AI Visibility Anonymizer - Privacy-preserving middleware for LLMs
Project description
AVA Protocol
AI Visibility Anonymizer - Privacy-preserving middleware for LLM interactions with reversible tokenization.
What is AVA?
AVA Protocol sanitizes sensitive data (PII/PHI) before it reaches AI systems, maintains cryptographically-signed audit trails, and enables faithful restoration of original values in AI outputs.
Key Innovation: Reversible tokenization preserves both privacy AND data utility.
import ava
client = ava.Client(engine="presidio", policy="healthcare_strict")
with client.session(reversibility=True) as session:
# Original: "Patient John Smith, SSN 123-45-6789"
safe = session.sanitize(text)
# Sanitized: "Patient AVA_PERS_xK9mP2nQ, SSN AVA_SSN_fG5hI6jK"
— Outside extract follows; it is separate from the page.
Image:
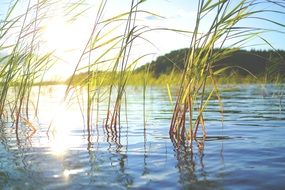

response = openai.ChatCompletion.create(
model="gpt-4",
messages=[{"role": "user", "content": safe}]
)
final = session.restore(response) # Original values restored!
Installation
# Gateway mode (lightweight, ~50KB)
pip install ava-protocol
# Embedded mode (local ML, ~500MB)
pip install ava-protocol[local]
# Cloud integrations
pip install ava-protocol[aws] # AWS Macie
pip install ava-protocol[azure] # Azure PII
pip install ava-protocol[gcp] # Google DLP
pip install ava-protocol[all] # Everything
Quick Start
1. Gateway Mode (Recommended for Most Users)
Connect to a remote AVA Gateway server:
import ava
client = ava.Client(
gateway_url="https://ava-gateway.company.com",
api_key="your-api-key",
policy="general_moderate"
)
with client.session(reversibility=True) as session:
clean = session.sanitize("Contact john@example.com")
print(clean) # Contact AVA_EMAI_UfhwZS_2
2. Embedded Mode (Self-Contained)
Run everything locally with Presidio:
import ava
client = ava.Client(
engine="presidio",
policy="healthcare_strict",
vault_type="memory"
)
with client.session(reversibility=True) as session:
medical_text = "Patient: Sarah Johnson, DOB: 1985-03-15"
safe = session.sanitize(medical_text)
print(safe) # Patient: AVA_PERS_xK9mP2nQ, DOB: AVA_DATE_aB3cD4eF
3. Mock Engine (Testing/CI)
No ML dependencies - perfect for unit tests:
import ava
client = ava.Client(engine="mock", policy="general_moderate")
with client.session() as session:
result = session.sanitize("Email: test@example.com")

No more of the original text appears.